A funeral Mass was planned for May 6 at St. Francis Xavier Church, Manhattan. Family members and others were to gather prior to the Mass for a peace witness followed by a march to the church.

Father Berrigan, with others, gave birth to the Plowshares movement to oppose nuclear weapons. On Sept. 9, 1980, Father Berrigan, his brother Philip, and six other demonstrators were arrested after entering the General Electric missile plant in King of Prussia, Pa., and battering intercontinental ballistic missile nose cones with hammers and pouring blood over classified defense plans.

They were found guilty of burglary, criminal mischief and criminal conspiracy and sentenced in July 1981. The Berrigan brothers, Oblate Father Carl Kabat and Baltimore lawyer John Schuchardt received the stiffest sentences, three to 10 years in prison.

The protest was the second major action for which he was arrested. On May 17, 1968, Father Berrigan and eight others entered the Selective Service office in Catonsville, Maryland, a Baltimore suburb, removed 378 files and burned them in an adjacent parking lot with what they called “homemade napalm.”

In 1939, he began the Jesuit training program.

After his novitiate, he studied philosophy at Woodstock College in Maryland, taught French, English and Latin for four years at St. Peter’s Prep in Jersey City, N.J., studied theology for three years at Weston College in Massachusetts, and was ordained on June 19, 1952.

In July 1953, Father Berrigan was sent to France for a year of study and ministerial work in a small town near Lyons. In France, he met some worker-priests who gave him, he later said, “a practical vision of the Church as she should be.”

Returning to New York in the fall of 1954, he taught French and theology at Brooklyn Prep and led teams of students working in poverty areas in Brooklyn and Manhattan’s Lower East Side.

From 1957 to 1963, he was professor of New Testament studies at LeMoyne College in Syracuse. Returning to New York in the fall of 1964, he began involvement in protest against the war in Vietnam. He helped to found the controversial Clergy and Laity Concerned About Vietnam.
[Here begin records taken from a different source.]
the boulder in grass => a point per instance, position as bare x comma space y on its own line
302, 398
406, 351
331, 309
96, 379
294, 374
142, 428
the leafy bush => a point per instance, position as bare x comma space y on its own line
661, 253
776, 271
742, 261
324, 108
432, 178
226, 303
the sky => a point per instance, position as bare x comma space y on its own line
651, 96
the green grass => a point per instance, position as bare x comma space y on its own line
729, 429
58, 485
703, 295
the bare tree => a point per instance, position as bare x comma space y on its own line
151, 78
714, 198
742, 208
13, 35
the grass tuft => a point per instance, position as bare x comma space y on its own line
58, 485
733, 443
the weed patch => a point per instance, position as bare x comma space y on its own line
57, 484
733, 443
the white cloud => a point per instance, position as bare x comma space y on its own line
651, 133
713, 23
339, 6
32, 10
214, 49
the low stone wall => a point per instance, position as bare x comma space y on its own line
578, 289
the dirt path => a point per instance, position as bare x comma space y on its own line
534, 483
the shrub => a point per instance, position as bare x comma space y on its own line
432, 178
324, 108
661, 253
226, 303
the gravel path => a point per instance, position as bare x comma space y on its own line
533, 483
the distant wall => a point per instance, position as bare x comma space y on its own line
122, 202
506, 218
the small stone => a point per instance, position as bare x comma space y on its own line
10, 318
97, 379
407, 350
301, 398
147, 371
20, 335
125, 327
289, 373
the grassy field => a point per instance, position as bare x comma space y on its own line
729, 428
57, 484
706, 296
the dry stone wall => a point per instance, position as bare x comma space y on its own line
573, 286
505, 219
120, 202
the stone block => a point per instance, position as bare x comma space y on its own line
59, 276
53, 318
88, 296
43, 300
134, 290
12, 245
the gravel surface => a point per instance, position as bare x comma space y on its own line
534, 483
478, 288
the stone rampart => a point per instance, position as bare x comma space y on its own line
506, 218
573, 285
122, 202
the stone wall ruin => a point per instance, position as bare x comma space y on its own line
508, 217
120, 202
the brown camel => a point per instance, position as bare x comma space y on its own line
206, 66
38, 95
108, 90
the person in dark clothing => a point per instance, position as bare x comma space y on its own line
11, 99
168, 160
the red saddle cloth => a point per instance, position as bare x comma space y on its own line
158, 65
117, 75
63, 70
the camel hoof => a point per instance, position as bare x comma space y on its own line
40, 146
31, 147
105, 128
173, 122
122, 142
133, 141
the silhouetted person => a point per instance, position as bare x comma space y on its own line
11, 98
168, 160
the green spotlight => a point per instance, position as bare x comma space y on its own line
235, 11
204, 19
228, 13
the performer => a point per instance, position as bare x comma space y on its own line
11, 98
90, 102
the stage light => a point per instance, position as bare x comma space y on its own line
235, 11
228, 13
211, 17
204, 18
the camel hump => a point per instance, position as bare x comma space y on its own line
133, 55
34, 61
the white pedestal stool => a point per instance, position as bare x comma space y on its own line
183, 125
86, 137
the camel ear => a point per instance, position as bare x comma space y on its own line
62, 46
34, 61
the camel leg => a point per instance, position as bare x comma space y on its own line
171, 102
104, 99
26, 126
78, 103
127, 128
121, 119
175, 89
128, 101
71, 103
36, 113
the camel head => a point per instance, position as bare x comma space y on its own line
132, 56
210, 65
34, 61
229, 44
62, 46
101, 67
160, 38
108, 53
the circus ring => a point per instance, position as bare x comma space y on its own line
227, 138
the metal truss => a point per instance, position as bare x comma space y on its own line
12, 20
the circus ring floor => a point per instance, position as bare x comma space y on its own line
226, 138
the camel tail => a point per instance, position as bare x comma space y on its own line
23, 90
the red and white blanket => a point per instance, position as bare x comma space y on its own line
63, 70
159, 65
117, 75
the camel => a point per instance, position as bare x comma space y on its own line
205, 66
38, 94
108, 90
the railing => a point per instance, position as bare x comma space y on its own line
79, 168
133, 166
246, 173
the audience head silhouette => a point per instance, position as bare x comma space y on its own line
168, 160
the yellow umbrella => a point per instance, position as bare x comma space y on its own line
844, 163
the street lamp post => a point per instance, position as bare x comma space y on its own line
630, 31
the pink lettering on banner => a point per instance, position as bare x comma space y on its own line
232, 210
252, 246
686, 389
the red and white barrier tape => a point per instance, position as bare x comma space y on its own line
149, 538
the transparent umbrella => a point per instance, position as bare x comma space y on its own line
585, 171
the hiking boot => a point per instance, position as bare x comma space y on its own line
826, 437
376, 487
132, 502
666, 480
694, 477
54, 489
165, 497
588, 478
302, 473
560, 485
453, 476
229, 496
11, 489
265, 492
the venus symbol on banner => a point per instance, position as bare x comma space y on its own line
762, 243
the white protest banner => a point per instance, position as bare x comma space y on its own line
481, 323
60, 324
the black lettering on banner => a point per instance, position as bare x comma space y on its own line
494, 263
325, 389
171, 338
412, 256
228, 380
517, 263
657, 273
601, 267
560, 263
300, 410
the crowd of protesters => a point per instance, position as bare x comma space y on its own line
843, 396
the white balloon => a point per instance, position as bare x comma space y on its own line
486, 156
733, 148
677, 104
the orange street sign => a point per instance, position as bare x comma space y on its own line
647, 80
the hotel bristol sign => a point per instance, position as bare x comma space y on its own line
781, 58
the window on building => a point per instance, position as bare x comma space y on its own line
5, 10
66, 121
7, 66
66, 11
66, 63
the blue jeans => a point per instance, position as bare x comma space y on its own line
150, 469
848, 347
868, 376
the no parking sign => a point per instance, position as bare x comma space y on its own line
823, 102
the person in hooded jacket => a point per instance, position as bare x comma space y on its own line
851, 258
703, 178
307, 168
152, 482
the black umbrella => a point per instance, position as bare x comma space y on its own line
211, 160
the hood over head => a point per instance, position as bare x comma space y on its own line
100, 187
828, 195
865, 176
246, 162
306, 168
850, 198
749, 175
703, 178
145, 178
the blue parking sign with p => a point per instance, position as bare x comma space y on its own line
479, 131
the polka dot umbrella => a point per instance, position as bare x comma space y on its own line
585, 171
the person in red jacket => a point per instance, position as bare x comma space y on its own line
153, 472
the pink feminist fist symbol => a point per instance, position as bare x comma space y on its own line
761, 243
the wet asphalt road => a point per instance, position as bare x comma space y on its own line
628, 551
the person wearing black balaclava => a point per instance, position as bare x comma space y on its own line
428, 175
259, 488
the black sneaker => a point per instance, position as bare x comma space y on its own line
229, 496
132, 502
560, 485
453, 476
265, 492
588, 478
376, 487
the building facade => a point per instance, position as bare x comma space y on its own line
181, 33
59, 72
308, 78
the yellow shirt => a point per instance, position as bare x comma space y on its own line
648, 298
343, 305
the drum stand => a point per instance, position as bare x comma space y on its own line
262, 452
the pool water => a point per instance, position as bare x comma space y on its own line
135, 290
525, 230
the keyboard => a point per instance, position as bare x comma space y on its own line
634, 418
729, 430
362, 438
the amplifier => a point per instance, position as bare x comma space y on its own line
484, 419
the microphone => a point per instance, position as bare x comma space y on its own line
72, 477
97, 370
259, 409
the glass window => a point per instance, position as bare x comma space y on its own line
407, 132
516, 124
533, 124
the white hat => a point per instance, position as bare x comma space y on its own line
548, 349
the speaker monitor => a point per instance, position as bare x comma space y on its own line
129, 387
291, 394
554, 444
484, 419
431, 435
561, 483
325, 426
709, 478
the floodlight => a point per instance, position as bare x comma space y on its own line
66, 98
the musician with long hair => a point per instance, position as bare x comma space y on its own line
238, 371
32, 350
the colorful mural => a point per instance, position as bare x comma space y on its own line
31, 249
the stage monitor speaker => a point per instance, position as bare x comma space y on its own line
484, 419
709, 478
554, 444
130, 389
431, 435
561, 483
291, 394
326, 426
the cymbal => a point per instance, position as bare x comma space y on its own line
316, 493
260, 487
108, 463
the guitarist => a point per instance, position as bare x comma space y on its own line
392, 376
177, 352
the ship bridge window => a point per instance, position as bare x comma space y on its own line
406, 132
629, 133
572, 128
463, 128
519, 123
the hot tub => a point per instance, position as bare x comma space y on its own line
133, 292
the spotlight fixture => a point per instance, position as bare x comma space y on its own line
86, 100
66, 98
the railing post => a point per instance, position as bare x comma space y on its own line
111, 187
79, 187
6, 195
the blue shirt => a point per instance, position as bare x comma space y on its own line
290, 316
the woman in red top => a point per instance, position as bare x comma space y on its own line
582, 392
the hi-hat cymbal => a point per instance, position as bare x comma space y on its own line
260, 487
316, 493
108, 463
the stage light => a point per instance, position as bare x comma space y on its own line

In November 1965, the Jesuit superiors sent him to Latin America in what was described as a reporting assignment for Jesuit Missions magazine. His supporters interpreted the assignment as an attempt by the New York Archdiocese to silence him.

In March 1966, Father Berrigan returned to New York and anti-war activities. He was the author of more than 16 books of poetry and essays.

Later in life, his work focused ministering to people with AIDS in New York City. He also visited Zuccotti Park in New York to support the brief Occupy Wall Street movement in 2012.